Cutting tuition fees could hurt poorer students, claims social mobility tsar

Martina Milburn said restoring maintenance grants would be more effective in widening access

Adam Forrest
Monday 10 December 2018 00:55 GMT
Education secretary Damien Hinds launches campaign highlighting importance of early-years learning for social mobility

Cutting tuition fees could prevent some young people from poorer backgrounds attending university, the government’s new social mobility tsar has warned.

Martina Milburn, the latest chair of the Social Mobility Commission, said she did not believe scrapping the much-criticised course fees was an effective way of widening access to higher education.

Recent reports have suggested a government-commissioned review of university education in England could recommend a reduction of maximum fees from £9,250 to £6,500.

But Ms Milburn suggested reducing or removing fees altogether could prove damaging. “Cutting fees will certainly help a certain sector. Whether it helps the right young people, I’m not convinced,” she told The Observer.

“There’s also evidence that if you remove tuition fees altogether, there would be a certain number of young people from particular backgrounds who wouldn’t be able to go to university at all – but if you restore something like the education maintenance allowance or a version of it, I think you would widen participation. That’s a personal view.”

The social mobility tsar suggested returning to a system of targeted maintenance grants would be a better way of helping students from low-income families.

“This is something I think we would definitely look at in the future – on whether you restore something like the maintenance grants, which seems to me much more important than cutting fees,” said Ms Milburn.

Philip Augar is leading a government review of post-18 education and is set to report early next year. The maximum amount universities would be allowed to charge could be cut by almost £3,000 a year, according to reports last month.
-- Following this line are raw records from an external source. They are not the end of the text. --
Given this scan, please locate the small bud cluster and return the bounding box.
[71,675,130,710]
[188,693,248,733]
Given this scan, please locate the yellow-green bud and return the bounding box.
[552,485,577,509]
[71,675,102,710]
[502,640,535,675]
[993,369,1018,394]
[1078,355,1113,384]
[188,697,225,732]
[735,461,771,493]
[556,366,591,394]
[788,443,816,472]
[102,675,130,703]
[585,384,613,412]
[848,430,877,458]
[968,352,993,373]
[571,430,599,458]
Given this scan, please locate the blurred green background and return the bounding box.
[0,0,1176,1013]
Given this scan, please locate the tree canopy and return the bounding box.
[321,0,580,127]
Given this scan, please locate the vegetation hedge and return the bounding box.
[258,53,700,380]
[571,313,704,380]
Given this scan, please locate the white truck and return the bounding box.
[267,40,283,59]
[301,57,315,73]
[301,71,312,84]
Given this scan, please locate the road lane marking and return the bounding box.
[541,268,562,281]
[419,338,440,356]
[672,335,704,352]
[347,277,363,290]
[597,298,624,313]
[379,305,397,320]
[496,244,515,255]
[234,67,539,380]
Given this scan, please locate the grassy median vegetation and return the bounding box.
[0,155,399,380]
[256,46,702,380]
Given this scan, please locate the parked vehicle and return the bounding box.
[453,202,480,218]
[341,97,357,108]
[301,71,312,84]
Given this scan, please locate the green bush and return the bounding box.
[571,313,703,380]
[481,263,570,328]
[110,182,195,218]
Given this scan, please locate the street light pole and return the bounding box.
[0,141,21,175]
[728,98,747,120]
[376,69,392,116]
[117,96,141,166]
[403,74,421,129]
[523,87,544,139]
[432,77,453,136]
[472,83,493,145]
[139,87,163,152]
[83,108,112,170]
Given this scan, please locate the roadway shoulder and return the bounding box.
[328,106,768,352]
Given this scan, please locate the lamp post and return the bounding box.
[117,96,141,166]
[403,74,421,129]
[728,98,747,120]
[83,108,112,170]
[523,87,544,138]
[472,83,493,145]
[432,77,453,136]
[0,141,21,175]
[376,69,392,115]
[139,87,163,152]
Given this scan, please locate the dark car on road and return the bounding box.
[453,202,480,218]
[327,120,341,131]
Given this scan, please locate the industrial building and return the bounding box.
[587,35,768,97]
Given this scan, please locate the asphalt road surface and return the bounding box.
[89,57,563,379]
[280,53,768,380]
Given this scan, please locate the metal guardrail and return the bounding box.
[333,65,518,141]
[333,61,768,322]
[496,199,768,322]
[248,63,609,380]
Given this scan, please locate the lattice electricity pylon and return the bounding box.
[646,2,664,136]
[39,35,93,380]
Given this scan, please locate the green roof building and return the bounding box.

But one suggestion is that leading institutions could be allowed to raise fees for some subjects – such as science and medicine – to up to £13,500 a year.

A cap on tuition fees in England was controversially raised by the government following the Browne Review in 2010, with critics claiming it has made higher education unaffordable to many students.

Less than half of universities’ tuition fee income is spent on teaching, according to research released by the Higher Education Policy Institute last month.

Much of the rest of the income goes on other academic uses, such as maintaining teaching buildings, IT and library facilities.